Analysis: The goods imported were covered by the description in the DFIA as "food flavour" and no condition was attached to the transferred licence imposing an actual user restriction on the transferee. The transferee of a freely transferable DFIA was not required to establish actual user compliance merely because the SION entry or ITC heading was relied upon by the department. The Tribunal also noted that in similar matters involving the same goods, appellate orders allowing the import had been accepted by the department, and that prior judicial and departmental positions supported clearance of the goods without the stringent conditions imposed by the adjudicating authority. In these circumstances, insisting on a bond for 100% of the value and bank guarantee for 100% of the duty foregone was held to be arbitrary and unsustainable.
Conclusion: The import of saffron under the DFIA was held permissible as "food flavour" without an actual user condition, and the direction to furnish 100% bond and 100% bank guarantee was set aside.
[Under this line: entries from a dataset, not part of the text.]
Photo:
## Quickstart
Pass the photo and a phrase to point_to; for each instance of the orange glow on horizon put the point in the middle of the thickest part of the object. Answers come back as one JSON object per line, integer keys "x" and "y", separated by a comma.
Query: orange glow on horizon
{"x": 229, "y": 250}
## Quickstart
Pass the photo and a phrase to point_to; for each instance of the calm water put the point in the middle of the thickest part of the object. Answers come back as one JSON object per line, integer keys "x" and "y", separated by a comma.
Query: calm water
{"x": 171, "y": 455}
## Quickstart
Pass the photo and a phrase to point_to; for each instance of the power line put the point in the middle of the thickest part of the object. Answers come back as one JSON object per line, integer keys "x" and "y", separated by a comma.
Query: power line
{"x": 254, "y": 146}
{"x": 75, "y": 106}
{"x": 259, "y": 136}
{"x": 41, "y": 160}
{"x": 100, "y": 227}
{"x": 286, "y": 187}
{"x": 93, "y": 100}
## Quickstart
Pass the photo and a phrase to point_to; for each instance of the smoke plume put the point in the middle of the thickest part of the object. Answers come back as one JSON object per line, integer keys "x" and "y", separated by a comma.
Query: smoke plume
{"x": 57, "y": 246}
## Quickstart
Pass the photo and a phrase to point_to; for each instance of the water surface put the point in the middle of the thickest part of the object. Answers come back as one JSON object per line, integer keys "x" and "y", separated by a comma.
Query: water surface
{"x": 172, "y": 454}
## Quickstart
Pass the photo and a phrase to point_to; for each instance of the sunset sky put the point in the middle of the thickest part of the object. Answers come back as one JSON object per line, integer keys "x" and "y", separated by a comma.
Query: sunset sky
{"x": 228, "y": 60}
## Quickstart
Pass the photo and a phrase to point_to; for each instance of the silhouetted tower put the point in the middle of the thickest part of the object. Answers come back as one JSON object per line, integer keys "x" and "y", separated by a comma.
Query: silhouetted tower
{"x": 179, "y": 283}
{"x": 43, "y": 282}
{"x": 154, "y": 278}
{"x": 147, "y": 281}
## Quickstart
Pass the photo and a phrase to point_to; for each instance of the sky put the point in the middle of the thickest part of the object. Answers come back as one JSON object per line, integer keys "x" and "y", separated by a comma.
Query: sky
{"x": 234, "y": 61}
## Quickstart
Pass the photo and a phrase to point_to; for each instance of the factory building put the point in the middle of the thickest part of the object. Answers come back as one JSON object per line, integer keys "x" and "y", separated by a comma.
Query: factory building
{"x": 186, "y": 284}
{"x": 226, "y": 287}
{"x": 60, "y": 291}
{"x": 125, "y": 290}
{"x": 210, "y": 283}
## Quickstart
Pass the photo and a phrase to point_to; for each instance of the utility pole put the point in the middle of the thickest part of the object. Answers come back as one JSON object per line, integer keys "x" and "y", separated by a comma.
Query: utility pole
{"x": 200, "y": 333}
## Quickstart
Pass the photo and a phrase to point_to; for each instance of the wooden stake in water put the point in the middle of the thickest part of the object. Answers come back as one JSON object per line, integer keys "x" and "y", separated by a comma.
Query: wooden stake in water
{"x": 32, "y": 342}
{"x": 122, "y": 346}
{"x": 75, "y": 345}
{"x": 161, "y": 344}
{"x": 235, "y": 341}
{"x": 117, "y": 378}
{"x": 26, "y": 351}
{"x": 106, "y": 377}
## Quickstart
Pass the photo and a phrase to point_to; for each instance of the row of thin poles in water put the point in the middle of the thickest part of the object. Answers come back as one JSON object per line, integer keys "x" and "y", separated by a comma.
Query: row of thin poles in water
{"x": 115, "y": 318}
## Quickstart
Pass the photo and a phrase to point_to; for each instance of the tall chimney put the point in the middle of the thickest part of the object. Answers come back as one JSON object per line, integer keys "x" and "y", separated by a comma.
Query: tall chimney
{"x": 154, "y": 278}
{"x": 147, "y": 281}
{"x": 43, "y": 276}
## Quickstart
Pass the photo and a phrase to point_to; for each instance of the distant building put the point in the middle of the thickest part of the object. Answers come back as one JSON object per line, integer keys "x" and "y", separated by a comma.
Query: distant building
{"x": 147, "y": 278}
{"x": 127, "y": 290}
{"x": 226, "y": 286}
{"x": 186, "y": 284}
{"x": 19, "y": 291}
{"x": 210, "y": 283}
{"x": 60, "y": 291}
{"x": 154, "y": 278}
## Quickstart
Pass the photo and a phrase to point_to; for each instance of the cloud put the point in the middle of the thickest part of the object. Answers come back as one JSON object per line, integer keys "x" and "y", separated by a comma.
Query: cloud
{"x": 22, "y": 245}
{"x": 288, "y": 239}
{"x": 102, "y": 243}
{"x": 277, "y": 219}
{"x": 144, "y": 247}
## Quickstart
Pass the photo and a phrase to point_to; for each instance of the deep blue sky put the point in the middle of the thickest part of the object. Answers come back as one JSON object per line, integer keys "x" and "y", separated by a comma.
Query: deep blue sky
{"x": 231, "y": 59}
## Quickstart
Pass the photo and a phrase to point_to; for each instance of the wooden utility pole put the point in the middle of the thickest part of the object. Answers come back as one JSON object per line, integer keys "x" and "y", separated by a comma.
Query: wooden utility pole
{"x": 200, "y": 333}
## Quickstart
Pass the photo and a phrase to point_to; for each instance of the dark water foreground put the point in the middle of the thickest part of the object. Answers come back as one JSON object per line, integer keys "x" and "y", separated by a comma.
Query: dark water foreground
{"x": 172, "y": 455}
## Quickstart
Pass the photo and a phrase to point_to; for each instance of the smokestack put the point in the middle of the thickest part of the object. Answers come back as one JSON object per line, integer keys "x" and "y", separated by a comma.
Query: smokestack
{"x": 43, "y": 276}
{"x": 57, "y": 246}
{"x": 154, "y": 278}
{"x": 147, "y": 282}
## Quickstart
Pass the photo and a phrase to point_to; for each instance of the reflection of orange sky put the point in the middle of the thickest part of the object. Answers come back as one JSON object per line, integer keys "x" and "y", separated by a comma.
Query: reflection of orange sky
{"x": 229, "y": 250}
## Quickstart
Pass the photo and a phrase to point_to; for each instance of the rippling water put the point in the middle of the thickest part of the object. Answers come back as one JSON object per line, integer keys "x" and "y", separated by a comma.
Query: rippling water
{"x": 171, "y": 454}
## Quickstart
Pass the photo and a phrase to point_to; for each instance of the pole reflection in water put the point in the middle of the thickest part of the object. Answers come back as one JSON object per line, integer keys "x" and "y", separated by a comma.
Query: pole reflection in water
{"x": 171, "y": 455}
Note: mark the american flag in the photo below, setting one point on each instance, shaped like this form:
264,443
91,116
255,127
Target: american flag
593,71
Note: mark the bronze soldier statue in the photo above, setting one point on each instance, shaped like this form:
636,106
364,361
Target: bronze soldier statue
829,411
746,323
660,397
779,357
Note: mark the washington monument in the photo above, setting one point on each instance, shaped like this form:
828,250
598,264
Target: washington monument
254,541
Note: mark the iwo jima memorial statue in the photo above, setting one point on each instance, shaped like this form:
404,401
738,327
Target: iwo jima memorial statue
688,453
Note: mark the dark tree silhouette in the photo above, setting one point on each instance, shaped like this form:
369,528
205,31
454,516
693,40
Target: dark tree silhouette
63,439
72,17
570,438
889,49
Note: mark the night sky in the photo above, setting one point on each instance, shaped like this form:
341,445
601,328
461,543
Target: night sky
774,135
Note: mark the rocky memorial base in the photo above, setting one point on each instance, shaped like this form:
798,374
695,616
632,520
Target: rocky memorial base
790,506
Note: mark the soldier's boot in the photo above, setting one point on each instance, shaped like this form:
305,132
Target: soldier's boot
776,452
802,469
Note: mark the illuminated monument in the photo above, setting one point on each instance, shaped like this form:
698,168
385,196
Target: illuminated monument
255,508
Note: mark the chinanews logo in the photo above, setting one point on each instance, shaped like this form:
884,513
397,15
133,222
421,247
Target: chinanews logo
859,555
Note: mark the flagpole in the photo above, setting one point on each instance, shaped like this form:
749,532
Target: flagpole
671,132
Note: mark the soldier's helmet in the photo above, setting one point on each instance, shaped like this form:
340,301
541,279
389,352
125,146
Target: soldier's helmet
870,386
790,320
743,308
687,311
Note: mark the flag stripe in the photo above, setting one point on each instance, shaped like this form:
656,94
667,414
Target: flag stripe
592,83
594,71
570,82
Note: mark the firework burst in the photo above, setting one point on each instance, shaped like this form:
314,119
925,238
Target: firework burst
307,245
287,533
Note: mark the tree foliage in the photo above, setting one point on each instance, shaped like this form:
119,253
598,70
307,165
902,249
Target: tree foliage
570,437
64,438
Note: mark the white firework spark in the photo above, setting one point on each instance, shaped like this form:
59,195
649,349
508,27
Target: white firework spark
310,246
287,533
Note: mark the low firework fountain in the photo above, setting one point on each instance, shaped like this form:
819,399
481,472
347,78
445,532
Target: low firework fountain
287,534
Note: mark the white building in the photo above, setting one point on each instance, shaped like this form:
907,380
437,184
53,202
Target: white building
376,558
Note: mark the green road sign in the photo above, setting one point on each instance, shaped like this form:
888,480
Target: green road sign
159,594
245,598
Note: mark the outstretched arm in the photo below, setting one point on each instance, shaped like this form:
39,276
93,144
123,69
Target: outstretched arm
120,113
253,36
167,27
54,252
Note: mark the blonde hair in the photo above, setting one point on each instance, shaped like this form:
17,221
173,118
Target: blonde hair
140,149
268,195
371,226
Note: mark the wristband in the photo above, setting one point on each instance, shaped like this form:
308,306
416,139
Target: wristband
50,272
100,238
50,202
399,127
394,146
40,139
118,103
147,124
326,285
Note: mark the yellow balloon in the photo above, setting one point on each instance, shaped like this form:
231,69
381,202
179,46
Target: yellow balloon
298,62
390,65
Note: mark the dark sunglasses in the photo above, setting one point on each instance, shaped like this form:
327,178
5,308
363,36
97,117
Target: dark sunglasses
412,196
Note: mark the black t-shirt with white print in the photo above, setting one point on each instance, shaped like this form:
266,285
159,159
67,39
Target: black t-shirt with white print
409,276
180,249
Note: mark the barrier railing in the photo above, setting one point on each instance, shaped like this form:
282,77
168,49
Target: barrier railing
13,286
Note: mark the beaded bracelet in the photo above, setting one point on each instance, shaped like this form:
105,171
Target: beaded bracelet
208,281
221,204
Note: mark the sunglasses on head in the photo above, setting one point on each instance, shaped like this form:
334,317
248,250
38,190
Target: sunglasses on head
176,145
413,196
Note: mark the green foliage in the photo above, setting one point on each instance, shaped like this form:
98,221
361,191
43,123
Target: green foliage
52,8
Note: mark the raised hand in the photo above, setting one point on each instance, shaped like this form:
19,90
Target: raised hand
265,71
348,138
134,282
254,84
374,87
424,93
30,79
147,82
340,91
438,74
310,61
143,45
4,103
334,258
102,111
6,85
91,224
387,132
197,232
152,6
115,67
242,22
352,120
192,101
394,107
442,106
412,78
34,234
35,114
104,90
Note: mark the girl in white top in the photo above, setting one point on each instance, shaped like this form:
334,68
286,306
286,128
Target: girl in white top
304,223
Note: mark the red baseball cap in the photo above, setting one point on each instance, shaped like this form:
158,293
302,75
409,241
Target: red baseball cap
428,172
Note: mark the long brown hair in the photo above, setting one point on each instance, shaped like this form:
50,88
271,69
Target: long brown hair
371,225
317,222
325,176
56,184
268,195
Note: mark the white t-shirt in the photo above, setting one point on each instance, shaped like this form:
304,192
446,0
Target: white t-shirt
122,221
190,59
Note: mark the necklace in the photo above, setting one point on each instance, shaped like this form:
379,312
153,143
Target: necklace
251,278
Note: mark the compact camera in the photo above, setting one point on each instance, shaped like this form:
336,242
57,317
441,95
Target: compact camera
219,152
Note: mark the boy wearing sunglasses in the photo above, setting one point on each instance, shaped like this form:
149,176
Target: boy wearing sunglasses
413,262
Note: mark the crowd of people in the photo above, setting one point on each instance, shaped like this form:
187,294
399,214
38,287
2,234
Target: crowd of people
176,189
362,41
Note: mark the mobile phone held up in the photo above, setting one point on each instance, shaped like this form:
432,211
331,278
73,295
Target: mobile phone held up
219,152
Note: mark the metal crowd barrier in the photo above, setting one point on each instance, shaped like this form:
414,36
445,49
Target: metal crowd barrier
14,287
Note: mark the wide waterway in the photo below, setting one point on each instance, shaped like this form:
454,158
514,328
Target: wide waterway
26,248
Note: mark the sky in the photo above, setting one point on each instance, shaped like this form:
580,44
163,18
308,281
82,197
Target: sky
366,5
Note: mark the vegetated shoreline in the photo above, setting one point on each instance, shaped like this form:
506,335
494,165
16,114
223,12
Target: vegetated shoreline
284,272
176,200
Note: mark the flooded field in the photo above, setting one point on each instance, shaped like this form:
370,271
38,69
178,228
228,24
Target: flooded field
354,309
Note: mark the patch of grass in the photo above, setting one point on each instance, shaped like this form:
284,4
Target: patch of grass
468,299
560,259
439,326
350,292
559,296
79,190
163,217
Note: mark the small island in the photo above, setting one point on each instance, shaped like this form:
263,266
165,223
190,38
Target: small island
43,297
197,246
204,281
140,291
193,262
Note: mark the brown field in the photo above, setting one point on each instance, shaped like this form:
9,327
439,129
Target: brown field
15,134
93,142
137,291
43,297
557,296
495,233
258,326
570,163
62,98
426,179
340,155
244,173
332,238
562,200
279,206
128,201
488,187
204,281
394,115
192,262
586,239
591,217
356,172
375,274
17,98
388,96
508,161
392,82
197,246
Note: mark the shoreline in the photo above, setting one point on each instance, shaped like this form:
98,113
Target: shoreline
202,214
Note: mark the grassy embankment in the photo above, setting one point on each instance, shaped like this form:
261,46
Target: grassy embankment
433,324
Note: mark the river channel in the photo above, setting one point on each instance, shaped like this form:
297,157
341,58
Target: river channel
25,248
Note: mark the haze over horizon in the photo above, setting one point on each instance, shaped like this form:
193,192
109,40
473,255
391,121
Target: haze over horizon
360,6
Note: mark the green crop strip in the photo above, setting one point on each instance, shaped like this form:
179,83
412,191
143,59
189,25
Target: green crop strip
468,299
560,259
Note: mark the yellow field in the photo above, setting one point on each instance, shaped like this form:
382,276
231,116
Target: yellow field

Final Conclusion: The consignment was directed to be released by accepting the DFIA, and the Customs authorities were held not justified in imposing the impugned provisional release conditions.
Ratio Decidendi: Where a transferred DFIA covers the imported goods by description and no actual user condition is attached to the licence, Customs cannot deny the benefit or impose onerous provisional release conditions inconsistent with the licence and the settled appellate position.